The detection of temporal genetic structure was made possible by the large number of individuals analyzed from each accession. Neither the single-individual nor the six-individual subset samples were able to reliably detect the temporal shift in genetic structuring identified in the full dataset. The sampling of within-accession diversity has been shown to aid in the correct identification of genetic structure (Fogelqvist et al. 2010; Hagenblad et al. 2017) and our results corroborate these findings. In this study we find that the artificial pooling scheme, despite vastly reducing the number of informative SNPs, found the same significant correlations with age class as the full dataset, but performed worse than the six-individual sampling in terms of detecting the same genetic structure in structure and PC analyses. Pooling a large number of individual DNA extracts may be as useful as studying a small number of seeds on an individual basis, and is preferable to sampling single individuals in cases where the cost of genotyping is a limiting factor. It should, however, be noted that the required number of individuals per accession also depends on the diversity among accessions and the research questions being asked. In this study we found a pronounced need for a large sample size for assessing genetic structure since the genetic change over time was relatively small. In studies were the genetic variation between accessions is small relative to the genetic variation within accessions we advise the use of several tens of individuals per accession.

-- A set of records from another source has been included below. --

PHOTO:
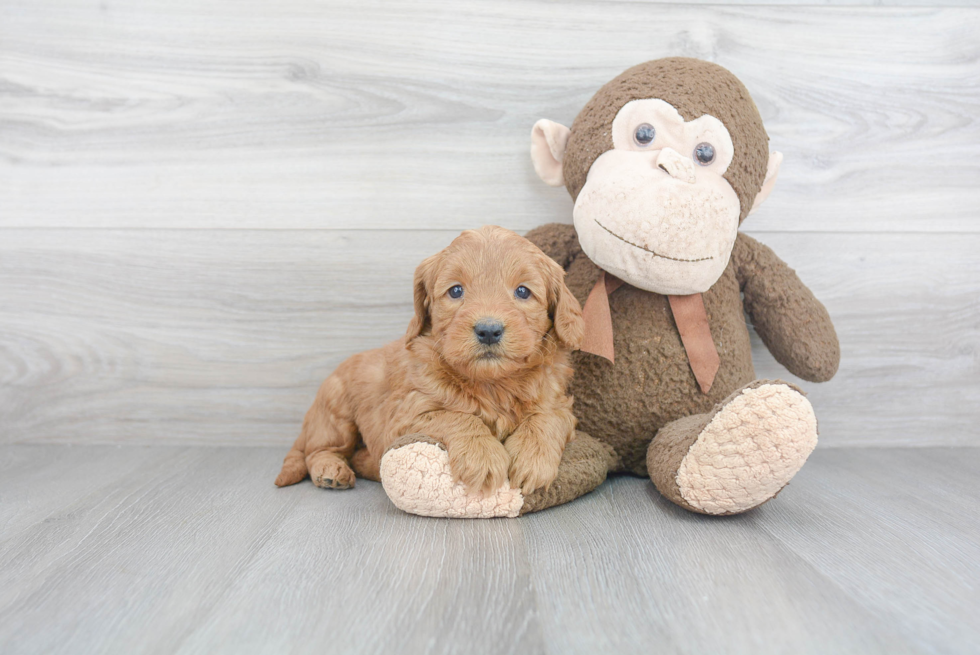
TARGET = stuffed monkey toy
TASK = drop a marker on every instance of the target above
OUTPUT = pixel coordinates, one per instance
(663, 165)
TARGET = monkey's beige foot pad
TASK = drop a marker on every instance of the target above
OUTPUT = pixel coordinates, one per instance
(417, 479)
(749, 450)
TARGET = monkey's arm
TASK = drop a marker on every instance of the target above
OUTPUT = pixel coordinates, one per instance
(557, 240)
(793, 324)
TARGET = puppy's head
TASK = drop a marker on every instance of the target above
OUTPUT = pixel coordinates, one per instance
(492, 303)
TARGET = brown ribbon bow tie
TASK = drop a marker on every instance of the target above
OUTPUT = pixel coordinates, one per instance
(689, 315)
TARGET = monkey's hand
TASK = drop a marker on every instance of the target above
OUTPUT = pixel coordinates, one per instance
(793, 324)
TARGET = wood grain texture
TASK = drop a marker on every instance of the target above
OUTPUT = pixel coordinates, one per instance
(394, 115)
(193, 550)
(223, 337)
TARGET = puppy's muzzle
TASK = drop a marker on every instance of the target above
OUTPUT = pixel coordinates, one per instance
(488, 331)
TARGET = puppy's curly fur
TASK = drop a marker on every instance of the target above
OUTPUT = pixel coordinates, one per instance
(500, 408)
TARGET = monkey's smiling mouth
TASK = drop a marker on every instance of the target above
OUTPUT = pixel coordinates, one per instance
(655, 254)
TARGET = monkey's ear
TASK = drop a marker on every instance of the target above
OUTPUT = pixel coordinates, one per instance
(424, 275)
(548, 141)
(772, 171)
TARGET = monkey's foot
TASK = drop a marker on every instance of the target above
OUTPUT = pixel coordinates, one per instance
(417, 479)
(739, 456)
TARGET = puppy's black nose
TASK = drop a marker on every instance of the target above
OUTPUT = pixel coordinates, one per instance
(488, 331)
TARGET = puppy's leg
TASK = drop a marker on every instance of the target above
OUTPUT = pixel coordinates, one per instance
(331, 436)
(536, 446)
(476, 457)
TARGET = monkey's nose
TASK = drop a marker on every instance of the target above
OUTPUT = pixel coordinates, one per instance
(676, 165)
(488, 331)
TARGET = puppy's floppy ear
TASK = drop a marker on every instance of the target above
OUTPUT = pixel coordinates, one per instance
(566, 313)
(424, 279)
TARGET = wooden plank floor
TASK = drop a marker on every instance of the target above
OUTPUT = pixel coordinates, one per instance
(189, 549)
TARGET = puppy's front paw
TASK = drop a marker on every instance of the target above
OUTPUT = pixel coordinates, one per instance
(329, 471)
(533, 465)
(479, 463)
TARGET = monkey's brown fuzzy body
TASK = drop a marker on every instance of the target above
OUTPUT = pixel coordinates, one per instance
(624, 404)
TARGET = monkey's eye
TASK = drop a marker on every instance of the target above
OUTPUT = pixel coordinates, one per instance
(704, 153)
(644, 134)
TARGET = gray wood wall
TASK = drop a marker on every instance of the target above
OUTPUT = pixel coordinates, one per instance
(206, 205)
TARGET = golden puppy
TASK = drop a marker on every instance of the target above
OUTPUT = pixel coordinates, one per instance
(482, 369)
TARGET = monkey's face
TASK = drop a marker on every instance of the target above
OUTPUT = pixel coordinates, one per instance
(656, 210)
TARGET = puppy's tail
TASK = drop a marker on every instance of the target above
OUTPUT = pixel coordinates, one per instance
(294, 466)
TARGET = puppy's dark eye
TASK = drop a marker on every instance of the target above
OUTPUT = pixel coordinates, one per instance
(644, 134)
(704, 153)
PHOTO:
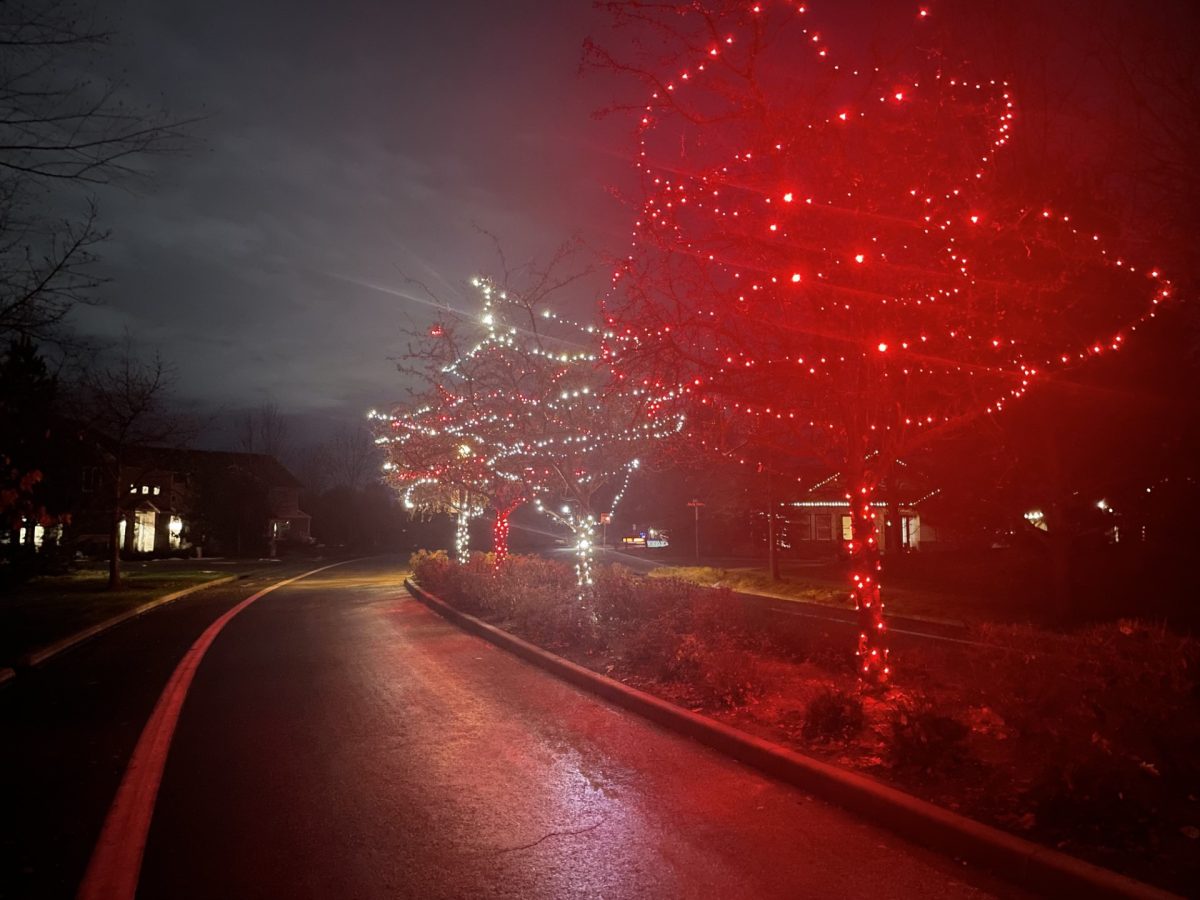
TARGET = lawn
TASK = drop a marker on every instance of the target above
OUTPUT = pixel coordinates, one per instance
(47, 609)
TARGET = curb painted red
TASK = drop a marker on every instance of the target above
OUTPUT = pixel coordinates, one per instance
(1024, 863)
(39, 657)
(117, 859)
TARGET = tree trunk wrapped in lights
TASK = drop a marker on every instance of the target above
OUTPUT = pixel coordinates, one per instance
(523, 405)
(828, 256)
(865, 593)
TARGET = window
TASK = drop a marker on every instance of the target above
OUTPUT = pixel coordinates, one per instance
(804, 527)
(823, 527)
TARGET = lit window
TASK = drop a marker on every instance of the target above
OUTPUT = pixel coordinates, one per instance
(823, 527)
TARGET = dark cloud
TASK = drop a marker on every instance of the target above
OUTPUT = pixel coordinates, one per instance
(343, 145)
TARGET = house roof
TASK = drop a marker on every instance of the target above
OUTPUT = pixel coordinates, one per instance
(265, 468)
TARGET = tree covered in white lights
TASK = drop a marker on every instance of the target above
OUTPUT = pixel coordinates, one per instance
(834, 255)
(523, 406)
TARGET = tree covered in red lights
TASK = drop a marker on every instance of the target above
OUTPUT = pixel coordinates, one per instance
(832, 253)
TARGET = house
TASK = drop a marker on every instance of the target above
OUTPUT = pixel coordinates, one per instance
(226, 503)
(819, 523)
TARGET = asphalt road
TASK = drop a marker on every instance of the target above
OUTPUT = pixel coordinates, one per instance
(341, 741)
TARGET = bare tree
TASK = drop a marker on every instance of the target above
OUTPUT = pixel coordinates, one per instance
(129, 408)
(61, 133)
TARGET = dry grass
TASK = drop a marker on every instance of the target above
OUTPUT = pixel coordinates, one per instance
(47, 609)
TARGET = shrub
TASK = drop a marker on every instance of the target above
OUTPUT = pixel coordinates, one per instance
(727, 677)
(430, 569)
(1114, 799)
(621, 595)
(925, 739)
(833, 714)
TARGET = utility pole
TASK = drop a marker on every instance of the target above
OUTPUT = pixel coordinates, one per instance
(695, 508)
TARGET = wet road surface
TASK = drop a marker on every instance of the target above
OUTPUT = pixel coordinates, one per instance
(341, 741)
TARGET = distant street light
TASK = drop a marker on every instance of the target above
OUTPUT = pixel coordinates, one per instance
(695, 507)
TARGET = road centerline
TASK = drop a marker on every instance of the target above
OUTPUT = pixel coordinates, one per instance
(115, 862)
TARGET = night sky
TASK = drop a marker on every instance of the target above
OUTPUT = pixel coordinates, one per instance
(343, 147)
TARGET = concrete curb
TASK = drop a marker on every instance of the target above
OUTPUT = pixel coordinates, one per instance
(41, 655)
(1021, 862)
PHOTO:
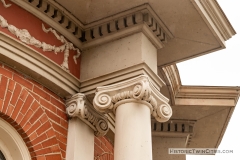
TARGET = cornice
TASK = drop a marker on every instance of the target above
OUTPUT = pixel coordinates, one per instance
(213, 14)
(174, 128)
(180, 92)
(28, 61)
(78, 106)
(137, 90)
(140, 19)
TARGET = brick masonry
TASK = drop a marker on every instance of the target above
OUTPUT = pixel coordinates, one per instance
(39, 117)
(36, 113)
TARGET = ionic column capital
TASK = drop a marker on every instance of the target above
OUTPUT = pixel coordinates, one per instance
(139, 90)
(78, 106)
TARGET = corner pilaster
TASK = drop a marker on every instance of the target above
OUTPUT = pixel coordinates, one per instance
(84, 123)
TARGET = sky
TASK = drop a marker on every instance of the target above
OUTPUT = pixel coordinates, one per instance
(221, 68)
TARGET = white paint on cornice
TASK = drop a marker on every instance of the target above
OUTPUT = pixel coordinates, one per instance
(4, 4)
(26, 37)
(215, 18)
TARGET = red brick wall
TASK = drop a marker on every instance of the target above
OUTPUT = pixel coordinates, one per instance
(36, 113)
(103, 149)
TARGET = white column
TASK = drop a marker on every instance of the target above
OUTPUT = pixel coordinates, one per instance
(80, 142)
(84, 124)
(133, 101)
(133, 132)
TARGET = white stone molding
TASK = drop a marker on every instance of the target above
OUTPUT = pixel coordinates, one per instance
(85, 36)
(139, 90)
(213, 14)
(64, 48)
(174, 128)
(4, 4)
(78, 106)
(26, 37)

Individuals sharing a total genotype were detected among the accessions along the long-established trade route of the Torne valley (Groth 1984), and the total genotype sharing, and in several cases low FST values between Torne Valley accessions, is likely the result of seed exchange in this area. This is an example of local networks of seed exchange in areas with common infrastructure and agricultural conditions. Such systems are regularly formed in agrarian societies depending on landrace cultivation (Thomas et al. 2011) and recent day examples show the particular importance of such systems after disastrous events (Sperling 2001). Seed trade was, however, probably not ubiquitous in the area. The low genetic diversity of NM1597 (Kvikkjokk) and high FST values between NM1597 and the neighbouring NM1587, NM668 and NM669 instead suggests isolated farming in Kvikkjokk, tentatively also with bottleneck effects from the agriculturally very demanding conditions described in the area by contemporary sources (Laestadius 1824).

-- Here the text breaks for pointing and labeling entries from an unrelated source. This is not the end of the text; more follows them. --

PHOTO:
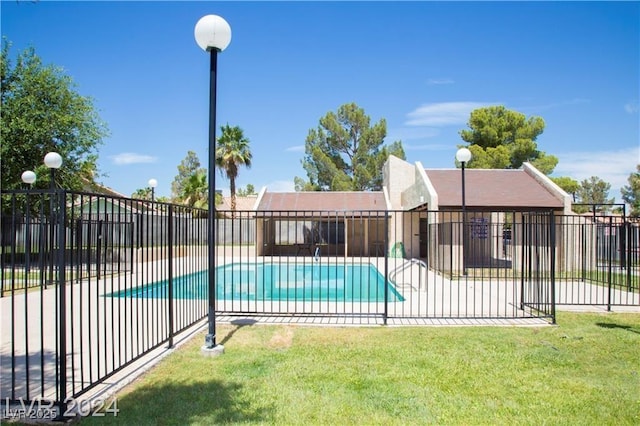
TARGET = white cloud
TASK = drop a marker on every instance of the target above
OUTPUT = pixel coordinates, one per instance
(296, 148)
(127, 158)
(613, 167)
(443, 114)
(439, 81)
(631, 107)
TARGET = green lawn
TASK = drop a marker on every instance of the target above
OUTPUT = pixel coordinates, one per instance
(585, 371)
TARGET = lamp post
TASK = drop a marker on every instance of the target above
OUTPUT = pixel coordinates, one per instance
(463, 155)
(213, 34)
(29, 178)
(53, 161)
(152, 184)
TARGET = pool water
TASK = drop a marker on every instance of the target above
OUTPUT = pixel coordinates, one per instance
(291, 282)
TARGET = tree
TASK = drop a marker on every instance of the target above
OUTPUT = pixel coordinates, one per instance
(189, 166)
(42, 112)
(631, 192)
(595, 191)
(232, 152)
(570, 186)
(503, 139)
(345, 152)
(249, 190)
(195, 191)
(142, 194)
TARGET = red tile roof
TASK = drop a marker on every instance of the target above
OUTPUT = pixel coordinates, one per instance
(322, 201)
(491, 189)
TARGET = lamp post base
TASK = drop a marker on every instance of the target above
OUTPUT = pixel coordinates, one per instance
(216, 350)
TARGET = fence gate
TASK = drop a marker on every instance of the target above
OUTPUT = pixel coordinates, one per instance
(538, 257)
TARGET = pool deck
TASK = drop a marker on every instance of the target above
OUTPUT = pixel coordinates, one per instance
(43, 351)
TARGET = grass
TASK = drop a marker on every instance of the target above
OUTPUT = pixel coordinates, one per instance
(584, 371)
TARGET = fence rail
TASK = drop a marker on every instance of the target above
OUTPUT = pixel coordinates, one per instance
(92, 283)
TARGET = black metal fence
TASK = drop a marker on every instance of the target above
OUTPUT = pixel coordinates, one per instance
(598, 261)
(92, 283)
(73, 265)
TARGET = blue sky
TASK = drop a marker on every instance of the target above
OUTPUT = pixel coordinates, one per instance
(422, 66)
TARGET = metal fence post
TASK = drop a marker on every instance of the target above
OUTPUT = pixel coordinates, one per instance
(610, 262)
(386, 267)
(170, 272)
(553, 266)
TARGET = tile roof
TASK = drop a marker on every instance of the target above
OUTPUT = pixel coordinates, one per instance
(242, 203)
(322, 201)
(491, 189)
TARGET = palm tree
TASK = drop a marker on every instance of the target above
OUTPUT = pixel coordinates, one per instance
(232, 152)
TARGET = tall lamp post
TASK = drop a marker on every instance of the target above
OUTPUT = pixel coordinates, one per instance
(463, 155)
(152, 184)
(53, 161)
(213, 34)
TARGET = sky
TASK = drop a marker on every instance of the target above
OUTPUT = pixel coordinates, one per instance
(421, 66)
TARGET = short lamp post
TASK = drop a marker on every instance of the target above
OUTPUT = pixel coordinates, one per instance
(152, 184)
(29, 178)
(463, 155)
(213, 35)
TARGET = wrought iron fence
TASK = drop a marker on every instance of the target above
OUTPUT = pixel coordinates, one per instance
(91, 283)
(598, 261)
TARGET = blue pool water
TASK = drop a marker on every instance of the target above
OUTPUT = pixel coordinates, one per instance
(309, 282)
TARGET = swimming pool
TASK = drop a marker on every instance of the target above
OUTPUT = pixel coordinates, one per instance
(268, 282)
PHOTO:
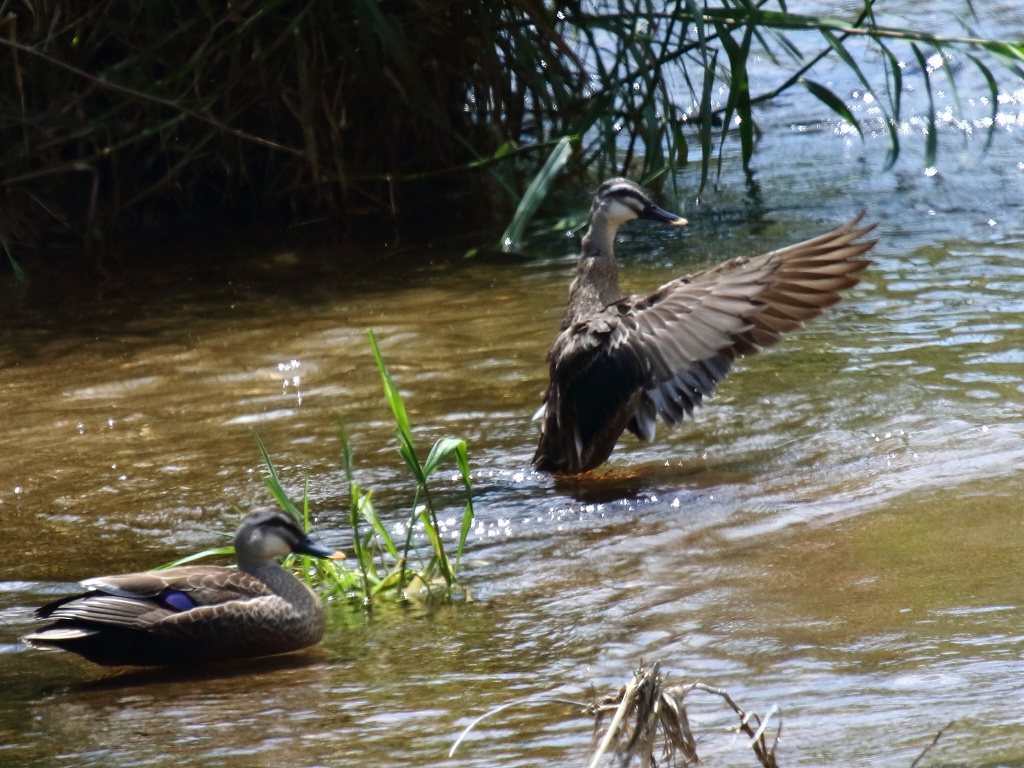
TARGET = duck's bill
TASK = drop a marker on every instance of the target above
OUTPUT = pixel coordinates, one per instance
(652, 213)
(317, 550)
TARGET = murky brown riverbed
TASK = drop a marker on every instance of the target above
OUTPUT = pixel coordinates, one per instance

The high degree of total genotype sharing between NM1597 from Kvikkjokk and several accessions in the Torne valley, almost 300 km apart, is puzzling, but has a possible historical explanation. The seeds from Kvikkjokk (NM1597), characterized by a high presence of Genotype 1 (six out of 17 genotyped individuals), were donated by Johan Laestadius, vicar of Kvikkjokk 1860–1870. Johan’s uncle Lars-Levi Laestadius provides a historical link between most sites with Genotype 1. L.L. Laestadius was an early 19th century vicar and botanist from Kvikkjokk with a considerable interest in agronomy. In 1826 L.L. Laestadius took up a position as vicar in Karesuando and in 1849 in Pajala. These two localities are the origins of the two accessions NM798 and NM633, respectively, which contain the largest proportion of Genotype 1 outside of NM1597. Whether the botanist and vicar or his family, upon moving, brought seeds with them and thereby influenced the genetic composition of barley in the Torne region, can probably never be established beyond speculation. Nevertheless, the possible effect of influential individuals on the distribution of genetic diversity of cultivated crops cannot be disregarded and remains a tantalizing thought.

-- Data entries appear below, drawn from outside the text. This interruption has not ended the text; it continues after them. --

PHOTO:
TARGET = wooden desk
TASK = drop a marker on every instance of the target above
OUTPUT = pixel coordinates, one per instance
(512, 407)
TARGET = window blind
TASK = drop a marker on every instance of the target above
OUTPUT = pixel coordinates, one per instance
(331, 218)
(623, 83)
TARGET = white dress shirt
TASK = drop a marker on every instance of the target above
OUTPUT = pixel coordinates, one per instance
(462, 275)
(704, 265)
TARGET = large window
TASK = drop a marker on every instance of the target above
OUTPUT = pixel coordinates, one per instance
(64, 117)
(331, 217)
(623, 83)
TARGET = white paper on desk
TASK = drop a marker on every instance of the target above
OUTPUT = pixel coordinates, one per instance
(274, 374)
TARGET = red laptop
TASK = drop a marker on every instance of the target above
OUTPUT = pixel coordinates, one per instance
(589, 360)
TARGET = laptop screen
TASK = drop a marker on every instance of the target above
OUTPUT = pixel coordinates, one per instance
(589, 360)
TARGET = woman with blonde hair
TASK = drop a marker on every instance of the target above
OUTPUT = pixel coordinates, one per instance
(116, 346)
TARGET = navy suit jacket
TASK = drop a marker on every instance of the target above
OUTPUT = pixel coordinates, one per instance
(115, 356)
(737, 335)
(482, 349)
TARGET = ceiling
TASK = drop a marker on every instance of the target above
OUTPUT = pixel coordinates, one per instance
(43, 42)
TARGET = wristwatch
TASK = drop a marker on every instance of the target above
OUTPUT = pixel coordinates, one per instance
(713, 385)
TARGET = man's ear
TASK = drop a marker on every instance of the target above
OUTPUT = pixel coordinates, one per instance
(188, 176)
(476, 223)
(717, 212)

By genetic analysis of a large number of samples per accession we have shown how the genetic composition of landrace barley in northern Fennoscandia changed during the latter part of the 19th century. This change occurred during a period characterized by repeated crop failures in the area, and the need for replacement seed after severe crop failure is most likely the cause of the observed genetic change. This adds to the results of studies of more recent crop failures suggesting that genetic composition, but not genetic diversity, is primarily affected by severe crop failure.